Each funeral ceremony is individually and sensitively written to celebrate the life of the person who has died, using music and poetry and prose readings as appropriate, and the centrepiece of every humanist funeral is a personal tribute.   A  ceremony might be held at the local crematorium, or at a Woodland Burial Site or in a local cemetary.  Some families prefer to have the ceremony at their home or some other suitable venue followed by a brief committal ceremony at the crematorium.   I will discuss the possibliites with you.  People with and without religious beliefs usually find humanist ceremonies moving and sincere and have been generous in their praise.
A celebration of the one life we have

The death of a close relative or friend may be a bitter experience for many of us. Although we may sense that time will eventually soothe our grief, the feeling of shock and loss is very real.

A funeral should help family and friends express and share their sadness. It may be the last opportunity to be together to focus their thoughts on the person who has died.
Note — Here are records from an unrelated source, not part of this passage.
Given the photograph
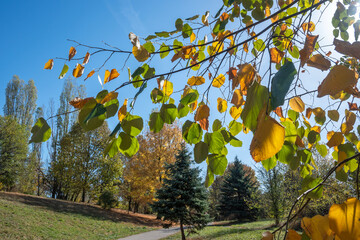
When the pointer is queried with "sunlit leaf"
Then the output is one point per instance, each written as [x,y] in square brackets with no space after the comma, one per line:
[49,64]
[41,131]
[338,79]
[344,219]
[268,138]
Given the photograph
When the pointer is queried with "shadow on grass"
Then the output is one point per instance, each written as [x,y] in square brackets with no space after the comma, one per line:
[80,208]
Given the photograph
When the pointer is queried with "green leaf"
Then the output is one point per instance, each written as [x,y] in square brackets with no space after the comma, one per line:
[201,150]
[286,153]
[216,142]
[132,125]
[41,131]
[217,164]
[257,96]
[149,47]
[156,123]
[168,113]
[186,31]
[259,45]
[235,127]
[183,110]
[164,50]
[111,107]
[269,163]
[321,148]
[280,84]
[64,71]
[192,132]
[129,145]
[216,125]
[179,24]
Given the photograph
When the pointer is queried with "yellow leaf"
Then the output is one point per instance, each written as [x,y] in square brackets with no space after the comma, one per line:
[333,115]
[110,75]
[86,58]
[218,81]
[110,96]
[122,111]
[336,139]
[202,112]
[268,138]
[308,48]
[78,71]
[237,98]
[292,235]
[235,112]
[344,219]
[141,54]
[222,105]
[195,81]
[79,103]
[338,79]
[49,64]
[267,236]
[245,77]
[297,104]
[72,53]
[168,87]
[319,61]
[192,37]
[276,55]
[317,227]
[90,74]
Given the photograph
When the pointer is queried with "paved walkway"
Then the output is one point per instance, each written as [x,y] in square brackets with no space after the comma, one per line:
[153,235]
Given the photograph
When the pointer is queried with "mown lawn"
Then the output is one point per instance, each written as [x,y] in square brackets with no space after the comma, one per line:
[245,231]
[19,220]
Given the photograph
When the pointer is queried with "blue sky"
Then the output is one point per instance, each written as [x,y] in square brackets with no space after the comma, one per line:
[35,31]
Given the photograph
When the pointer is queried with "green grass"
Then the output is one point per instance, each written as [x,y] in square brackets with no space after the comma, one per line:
[19,220]
[245,231]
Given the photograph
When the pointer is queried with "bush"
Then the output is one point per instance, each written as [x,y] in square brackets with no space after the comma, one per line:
[107,200]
The ceremony deserves to be remembered as an occasion that uniquely and affectionately honours that person's life. It should capture the essence of his or her personality.
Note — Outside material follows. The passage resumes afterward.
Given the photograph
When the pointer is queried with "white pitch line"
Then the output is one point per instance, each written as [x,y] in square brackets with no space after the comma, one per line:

The funeral director will deal with all practical arrangements, but it is up to you to say what kind of funeral ceremony you want.
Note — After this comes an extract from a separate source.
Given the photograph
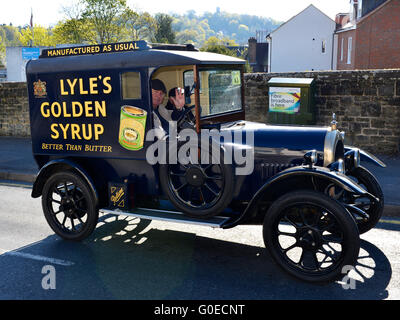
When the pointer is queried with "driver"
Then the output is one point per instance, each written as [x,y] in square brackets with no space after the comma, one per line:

Why choose a non-religious funeral?

While churchgoers and others committed to a religious faith usually want a minister to officiate, there is a growing number of people for whom religion is unimportant, or who have made a clear decision to live their lives without it.

For them a religious funeral service may seem insincere and bring little comfort. It may not feel the right way to say farewell to someone who did not accept the religious view of life and death. A humanist ceremony has more warmth and meaning for these people.

People often say how moving, sincere and fitting they have found a humanist ceremony. For the immediate family and close friends it is a comfort to have provided a ceremony that their loved one would have wanted.

The ceremony
Understanding the person

When planning a funeral I will speak to the family and ideally, meet them and others affected by the death. It is helpful to learn as much as possible about the person who has died, so that the funeral tribute really captures their life and personality.

Order of service

The order of service will generally consist of some introductory words, often including some thoughts on life and death. There will be a tribute either from the celebrant or from a member of the family or a friend. It is usual for there to be a reading or some poetry and there will generally be a time for reflection or quiet thought. The committal will follow and the service will end with some closing words.


Music can speak directly to the emotions and is often a poignant way of reflecting the personality of the one who has died. Services usually include three pieces of music, first as the mourners enter the chapel, a quiet piece for reflection and a piece to play as the mourners leave. Usually an organist is available and most crematoria have facilities for playing CDs. I can record the chosen music for the occasion.


There are of course alternatives to the crematorium for a funeral.   Some families would prefer a burial in a local cemetary or an increasingly popular alternative is a woodland burial. It is also possible to hold the ceremony in your garden or another suitable venue and then move on to a simple committal ceremony afterwards.

Concern For Others

The kind of funeral ceremony chosen must be right and appropriate for the person who has died and their close family. Nothing in a humanist ceremony would offend people who may be uneasy about a non-religious funeral. The idea is not to be hostile to religious beliefs, but to focus in a sincere way on the reality of the life that has ended.